Tutto comincia con gli anni ’80, quando i ragazzi che suonavano la chitarra in piazza e parlavano di politica e cantavano canzoni di protesta e di emancipazione che ereditavano dagli anni ’60 e dalle radici profonde del blues, all’improvviso si trovarono respinti dentro discoteche con musica ad alto volume, molto glamour e nessuna possibilità di parlare tra di loro, ma solo di guardarsi e di attrarsi esteticamente.
Non accade per caso: è la volontà politica dei governi della Thatcher in Inghilterra e di Reagan in America. Manganellate a chi protesta. Identificazione di tutta la protesta con il punk. Sostegno e repressione del punk, con movimento ambivalente e infiltrazioni della polizia. L’illegalità della droga si abbina alla sua pervasiva diffusione.
Lentamente, e salva qualche eccezione che trova riparo in punte mistiche, anche la musica declina, diventa meno significativa, quando non del tutto spazzatura. I migliori lanciano un grido disperato che è una corsa al suicidio. Arrivano gli anni ’90.
Il disegno degli economisti è smantellare non soltanto la protesta giovanile, ma l’intero stato sociale. Si dice che “pubblico” equivale a spreco, e che “privato” è bello. Si intavola un sistema di “modernizzazione” che è di fatto un processo di completa “privatizzazione”. La teoria prevede una “fase fredda”, in cui gli Stati Europei procedono a trasformare la forma dell’Ente pubblico in società per azioni, cui segue una “fase calda” in cui i privati comprano gli Enti pubblici.

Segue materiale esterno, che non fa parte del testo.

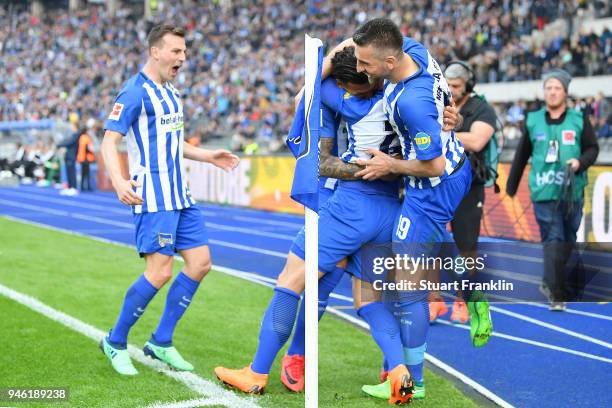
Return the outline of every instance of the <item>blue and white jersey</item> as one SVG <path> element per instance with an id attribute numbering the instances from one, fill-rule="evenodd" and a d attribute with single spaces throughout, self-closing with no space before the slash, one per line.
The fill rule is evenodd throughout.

Ciò può essere ammissibile in settori accessori, ma non nel campo vitale della produzione di energia, nelle assicurazioni sul lavoro, nella chiave principale del sostegno pubblico all’economia. Ciò non ostante, in Italia ad esempio, vengono dismesse IRI, ENEL, ENI e INA.
L’Europa, che noi tutti amiamo come strumento di unificazione e pace perpetua tra i popoli, dietro i suoi nobili ideali ha messo su una tecnocrazia che non risponde a nessun Parlamento (l’organo esecutivo non è legato da rapporto di fiducia con l’organo assembleare, che è la base della democrazia), che è oggi un fiero sostenitore della tesi liberista.
Questo significa che dobbiamo smantellare l’Europa? No di certo. Significa, se mai, portare alla coscienza di chi può fare qualcosa che bisogna ripartire da quel progetto costituzionale che i referendum di Francia e Olanda hanno buttato via nel 2006 votando stupidamente no.
Dobbiamo dire no a quel no e ripartire, cominciando dal pretendere un controllo democratico del Parlamento Europeo sull’Esecutivo (Commissione e Consiglio).